相关参考地址:
https://github.com/prometheus-community/prometheus-operator.git
https://github.com/prometheus-community/helm-charts/tree/main/charts/kube-prometheus-stack
1.概述
Kube Prometheus Stack是一个基于Prometheus和Grafana的监控解决方案,用于监控Kubernetes集群中的各种资源和服务.
Prometheus Stack,通常指的是 Prometheus和Grafana 以及相关关联集成组件的统称。 在实际的业务场景中,Prometheus 和 Grafana 往往都是协同⼯作进⾏监控 渲染: Prometheus 负责作为数据源获取数据, 并将该数据提供给 Grafana,Grafana 则⽤于借助其吸引⼒的仪表板进⾏可视化数据展示.

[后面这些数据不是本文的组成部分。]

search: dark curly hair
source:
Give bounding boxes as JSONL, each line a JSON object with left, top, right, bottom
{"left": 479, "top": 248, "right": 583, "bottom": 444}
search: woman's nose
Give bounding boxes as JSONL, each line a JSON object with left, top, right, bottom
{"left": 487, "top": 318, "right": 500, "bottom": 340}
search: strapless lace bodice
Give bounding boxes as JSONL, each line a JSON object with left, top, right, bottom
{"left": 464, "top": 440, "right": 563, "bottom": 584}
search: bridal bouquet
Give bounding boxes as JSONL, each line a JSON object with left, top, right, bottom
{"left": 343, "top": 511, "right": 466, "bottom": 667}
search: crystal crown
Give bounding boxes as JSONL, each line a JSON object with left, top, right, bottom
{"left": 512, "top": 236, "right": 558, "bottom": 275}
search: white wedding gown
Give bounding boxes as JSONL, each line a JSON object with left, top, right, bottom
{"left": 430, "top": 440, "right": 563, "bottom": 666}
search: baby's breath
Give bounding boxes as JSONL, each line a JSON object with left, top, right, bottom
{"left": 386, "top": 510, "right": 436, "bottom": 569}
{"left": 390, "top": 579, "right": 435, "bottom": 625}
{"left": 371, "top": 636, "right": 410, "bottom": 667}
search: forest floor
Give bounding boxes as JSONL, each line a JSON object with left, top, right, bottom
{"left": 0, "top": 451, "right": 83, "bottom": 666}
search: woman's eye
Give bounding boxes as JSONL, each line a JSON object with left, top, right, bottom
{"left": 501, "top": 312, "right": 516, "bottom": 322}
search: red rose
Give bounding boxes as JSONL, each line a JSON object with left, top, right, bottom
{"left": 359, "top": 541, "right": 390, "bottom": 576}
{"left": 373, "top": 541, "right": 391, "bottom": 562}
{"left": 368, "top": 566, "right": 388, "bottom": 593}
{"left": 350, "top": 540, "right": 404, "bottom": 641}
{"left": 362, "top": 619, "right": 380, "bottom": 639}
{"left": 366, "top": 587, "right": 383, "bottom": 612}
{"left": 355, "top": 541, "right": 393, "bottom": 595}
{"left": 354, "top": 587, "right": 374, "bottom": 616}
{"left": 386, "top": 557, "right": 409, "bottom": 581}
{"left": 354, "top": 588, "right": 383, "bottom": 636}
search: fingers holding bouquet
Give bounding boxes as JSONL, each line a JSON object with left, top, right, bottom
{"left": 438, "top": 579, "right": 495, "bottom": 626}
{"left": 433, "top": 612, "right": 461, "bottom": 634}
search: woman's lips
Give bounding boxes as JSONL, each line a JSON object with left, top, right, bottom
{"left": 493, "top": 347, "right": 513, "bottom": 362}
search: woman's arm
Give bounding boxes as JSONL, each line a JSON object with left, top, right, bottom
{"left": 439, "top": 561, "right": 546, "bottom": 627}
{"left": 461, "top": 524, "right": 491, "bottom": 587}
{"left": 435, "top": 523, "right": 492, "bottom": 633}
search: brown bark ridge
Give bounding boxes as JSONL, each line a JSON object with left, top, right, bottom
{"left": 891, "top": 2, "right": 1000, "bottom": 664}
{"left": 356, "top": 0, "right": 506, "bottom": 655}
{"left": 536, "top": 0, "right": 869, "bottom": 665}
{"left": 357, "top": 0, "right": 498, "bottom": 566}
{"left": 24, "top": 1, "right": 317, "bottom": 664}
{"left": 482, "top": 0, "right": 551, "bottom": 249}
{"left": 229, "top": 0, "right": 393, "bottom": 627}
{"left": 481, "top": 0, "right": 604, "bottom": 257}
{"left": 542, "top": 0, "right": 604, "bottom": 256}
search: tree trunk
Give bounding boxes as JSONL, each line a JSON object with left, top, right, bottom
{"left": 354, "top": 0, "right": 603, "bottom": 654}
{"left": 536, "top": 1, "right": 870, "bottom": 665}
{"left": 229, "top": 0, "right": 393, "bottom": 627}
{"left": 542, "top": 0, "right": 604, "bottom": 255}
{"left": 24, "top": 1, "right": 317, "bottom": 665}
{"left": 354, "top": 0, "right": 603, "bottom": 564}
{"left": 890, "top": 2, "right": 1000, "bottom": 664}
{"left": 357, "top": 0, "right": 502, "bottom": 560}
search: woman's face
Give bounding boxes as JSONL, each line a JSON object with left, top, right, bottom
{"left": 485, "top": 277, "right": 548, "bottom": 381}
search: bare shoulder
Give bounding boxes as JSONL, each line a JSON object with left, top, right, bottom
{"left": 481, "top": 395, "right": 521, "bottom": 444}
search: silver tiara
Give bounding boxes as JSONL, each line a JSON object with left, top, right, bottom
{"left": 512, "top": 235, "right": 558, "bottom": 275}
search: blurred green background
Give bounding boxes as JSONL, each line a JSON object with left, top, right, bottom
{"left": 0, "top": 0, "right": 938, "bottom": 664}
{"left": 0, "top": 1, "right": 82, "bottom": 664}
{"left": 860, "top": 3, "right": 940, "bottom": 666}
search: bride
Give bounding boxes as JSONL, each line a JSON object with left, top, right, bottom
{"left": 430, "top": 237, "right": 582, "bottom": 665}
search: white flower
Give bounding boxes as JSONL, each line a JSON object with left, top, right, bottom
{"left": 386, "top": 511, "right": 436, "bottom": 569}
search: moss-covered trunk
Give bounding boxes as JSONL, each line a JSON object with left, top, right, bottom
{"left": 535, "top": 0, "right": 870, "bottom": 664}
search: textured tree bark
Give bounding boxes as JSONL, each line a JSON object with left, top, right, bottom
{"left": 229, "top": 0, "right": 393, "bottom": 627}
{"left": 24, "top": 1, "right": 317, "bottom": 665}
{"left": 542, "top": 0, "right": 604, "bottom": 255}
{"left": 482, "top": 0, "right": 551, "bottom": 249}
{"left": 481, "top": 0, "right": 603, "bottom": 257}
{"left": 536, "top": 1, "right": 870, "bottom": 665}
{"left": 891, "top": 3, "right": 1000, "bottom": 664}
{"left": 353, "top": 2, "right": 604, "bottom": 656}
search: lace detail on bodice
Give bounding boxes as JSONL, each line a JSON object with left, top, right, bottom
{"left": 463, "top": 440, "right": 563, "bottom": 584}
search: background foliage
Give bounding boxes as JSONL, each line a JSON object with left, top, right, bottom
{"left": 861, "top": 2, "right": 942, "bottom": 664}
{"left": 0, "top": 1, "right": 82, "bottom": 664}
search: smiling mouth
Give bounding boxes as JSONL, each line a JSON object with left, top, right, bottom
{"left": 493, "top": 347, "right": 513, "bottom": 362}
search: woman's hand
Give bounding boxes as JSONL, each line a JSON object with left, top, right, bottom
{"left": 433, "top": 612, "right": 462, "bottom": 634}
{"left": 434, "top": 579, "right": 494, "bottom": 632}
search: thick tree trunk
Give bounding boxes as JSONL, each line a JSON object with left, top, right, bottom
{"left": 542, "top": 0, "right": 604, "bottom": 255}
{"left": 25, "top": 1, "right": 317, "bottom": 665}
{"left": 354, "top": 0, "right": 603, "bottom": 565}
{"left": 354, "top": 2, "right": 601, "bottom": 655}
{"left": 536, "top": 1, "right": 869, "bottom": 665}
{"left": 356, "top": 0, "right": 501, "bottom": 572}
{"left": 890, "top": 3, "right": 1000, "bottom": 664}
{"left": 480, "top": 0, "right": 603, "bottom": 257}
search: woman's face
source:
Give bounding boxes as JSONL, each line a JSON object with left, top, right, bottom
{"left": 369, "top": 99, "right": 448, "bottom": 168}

2.prometheus-operator 解决问题
prometheus-operator使用K8s的CRD,简化了Prometheus、Alertmanager以及相关监控组件的部署和配置。
3.自定义CRD介绍
CustomResourceDefinitions
- Prometheus:定义了prometheus的部署
- Alertmanager:定义了Alertmanager的部署
- Probe:prometheus的采集规则,目标地址为静态,即地址写死到配置,用于采集集群外部服务
- ServiceMonitor:prometheus的采集规则,使用endpoints服务发现的方式找到目标地址,用于采集集群内部服务
- PodMonitor:prometheus的采集规则,使用pod服务发现的方式找到目标地址,用于采集集群内部服务
- PrometheusRule:prometheus的告警规则
- AlertmanagerConfig:alertmanager的配置
4.安装部署prometheus-stack
4.1 Prerequisites 环境依赖
Kubernetes 1.19+
Helm 3+
K8S实验环境: v1.26.0
4.2 添加helm 源
helm repo add prometheus-community https://prometheus-community.github.io/helm-charts
helm repo update prometheus-communit
4.3 Install Helm Chart (prometheus-stack)
注意:
1.域名配置依赖nginx-ingress 服务需要提前进行部署nginx-ingress (ingressClass不要修改)
部署nginx-ingress
kuebctl create ns ingress-nginx
helm install ingress-nginx ingress-nginx/ingress-nginx \
--namespace ingress-nginx \
--set controller.metrics.enabled=true \
--set controller.metrics.serviceMonitor.enabled=true
# 查看定制特殊配置项
helm show values prometheus-community/kube-prometheus-stack
#创建监控指定ns
kubectl create ns monitoring
#helm 默认安装
helm install prometheus-stack prometheus-community/kube-prometheus-stack -n monitoring
#携带定制 配置项安装 检查语法参数 (开启相关ingress 域名并配置定制Http域名)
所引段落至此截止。